Chevrolet introduced an all-new Camaro Coupe for the 2010 model year and the Camaro Convertible followed a year later. While it shares many similar styling details, this modern day rebirth of Camaro is longer and wider than the celebrated original ‘67, of the “muscle car” era. Big wheels (18-inch to massive 21-inch rim sizes) are an important design feature of new Camaro and it’s a little taller.
The 2011 Camaro Convertible was offered in just LT and SS trim levels. The LT comes with a lightweight and powerful “LFX” 3.6-litre V6 engine. It can generate 323 horsepower and is mated to either a six-speed manual transmission or a six-speed automatic. Revised and more realistic new fuel economy (auto) ratings are 12.9 L/100km in city and 8.1 L/100km on highway.
A potent 6.2-litre V8 engine (from the Corvette) lies under the hood of Camaro SS. When paired with a six-speed manual it’s tuned to pump out 425 horsepower. A 400 horsepower edition of this same engine (with more low-speed torque and a fuel saving cylinder deactivation system) is paired with a six-speed automatic transmission. The revised fuel rating for Camaro SS (auto) is 14.9 L/100km in city and 9.5 L/100km on highway.
There is a key engineering difference between Chevrolet’s Camaro and, its nemesis, the Ford Mustang. While both vehicles send gobs of engine power to the rear wheels, Mustang has a rigid rear axle and Camaro has a more sophisticated independent link system with half-shafts and coil springs attached to an isolated sub-frame. In theory, Camaro should be a better riding and handling sports car but that debate rolls on.

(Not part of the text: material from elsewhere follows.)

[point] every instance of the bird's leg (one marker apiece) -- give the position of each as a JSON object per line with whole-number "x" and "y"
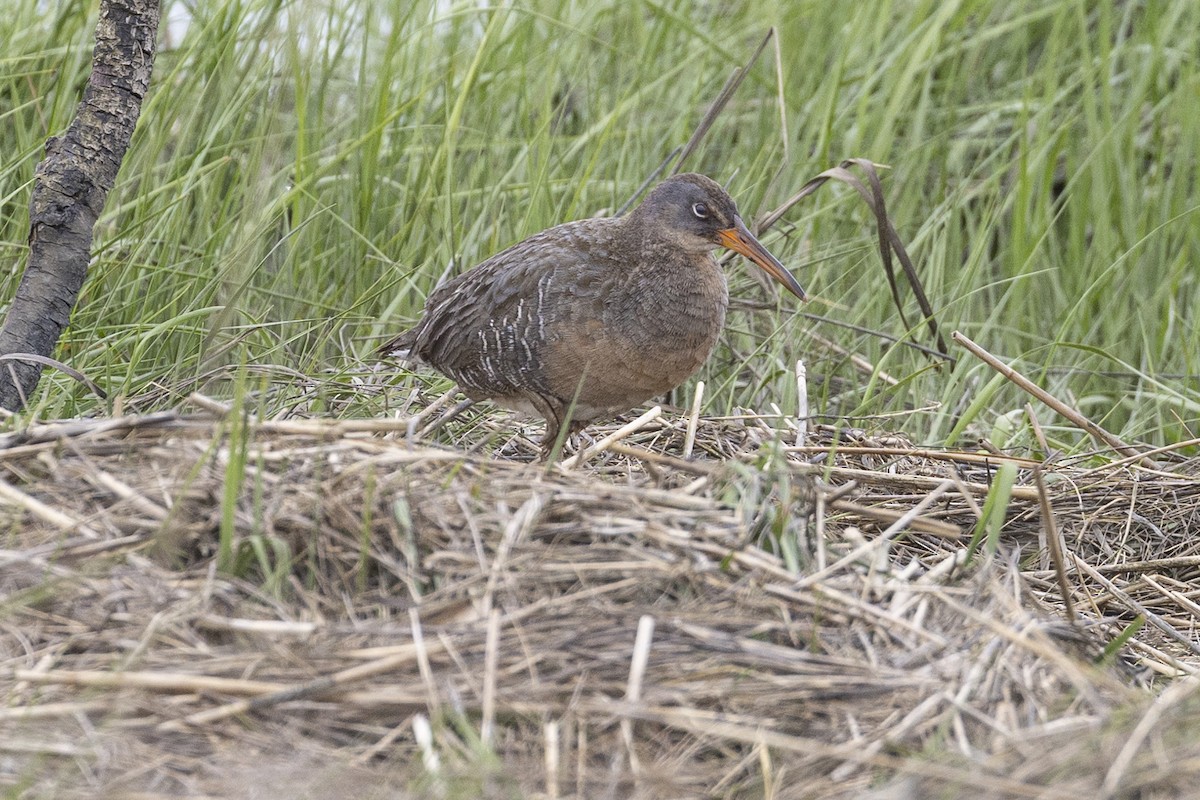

A limited edition high-performance Camaro ZL1 arrived in 2012. It came with a supercharged 6.2-litre V8 engine that can produce an outrageous 580 horsepower … and it has obvious collector car potential. A special 45th Anniversary Package was also offered that year. Other than some packing revisions and new colour choices, there were no significant changes to the 2013 or the 2014 model year editions of Camaro.

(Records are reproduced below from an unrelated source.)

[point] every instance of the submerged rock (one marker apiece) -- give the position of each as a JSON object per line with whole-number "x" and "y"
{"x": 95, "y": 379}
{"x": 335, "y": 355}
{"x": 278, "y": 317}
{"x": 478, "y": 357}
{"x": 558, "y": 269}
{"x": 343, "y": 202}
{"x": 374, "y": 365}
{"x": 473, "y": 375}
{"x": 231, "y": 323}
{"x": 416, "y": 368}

While it may be hard to find practical reasons to buy a sports car like Camaro, it did make it on the Consumer Reports list of “recommended” good, reliable cars to buy. Camaro Convertible is also even less practical and more expensive than the Coupe. Then again, it’s a hoot to drive, especially with the top down!
VIDEO: Transformer Camaro Commercial – Chevrolet
Price Check: 2011 – 2014 Chevrolet Camaro Convertible (September 2014)
Year Edition Expect to Pay Today
2011 LT $22,000 to $26,000
2012 LT $25,000 to $29,000
2013 LT $28,000 to $33,000
2014 LT $33,000 to $38,000
*Prices vary depending on a used vehicle’s condition, mileage, usage and history. A complete mechanical check should always be performed by a reliable auto technician prior to purchase.
Safety Recalls: 2011 to 2014 Chevrolet Camaro:
2010 to 2014: There is a risk that some drivers may bump the ignition key with their knee and unintentionally move the key from out of the “run” position. Engine power, power braking and power steering would be affected, if this were to occur. Dealers will remove the key blade from the original flip key/transmitter assemblies and provide two new keys and key rings for every original key.
2011/2012: In vehicles equipped with power height adjustable front seats, a bolt securing the adjuster mechanism may loosen and could fall out, causing the seat to suddenly drop. Dealers will replace the bolt.
2012: The primary or secondary stage of the driver’s airbag may not deploy during a crash. Dealers will replace the steering wheel airbag coil (This is a condensed series of recalls).
2013: The airbag warning labels may not be permanently affixed to sun visors. Owners sent instructions on how to inspect labels, or may have the inspection performed at a dealer. Where labels are found to be defective, the sun visors will be replaced.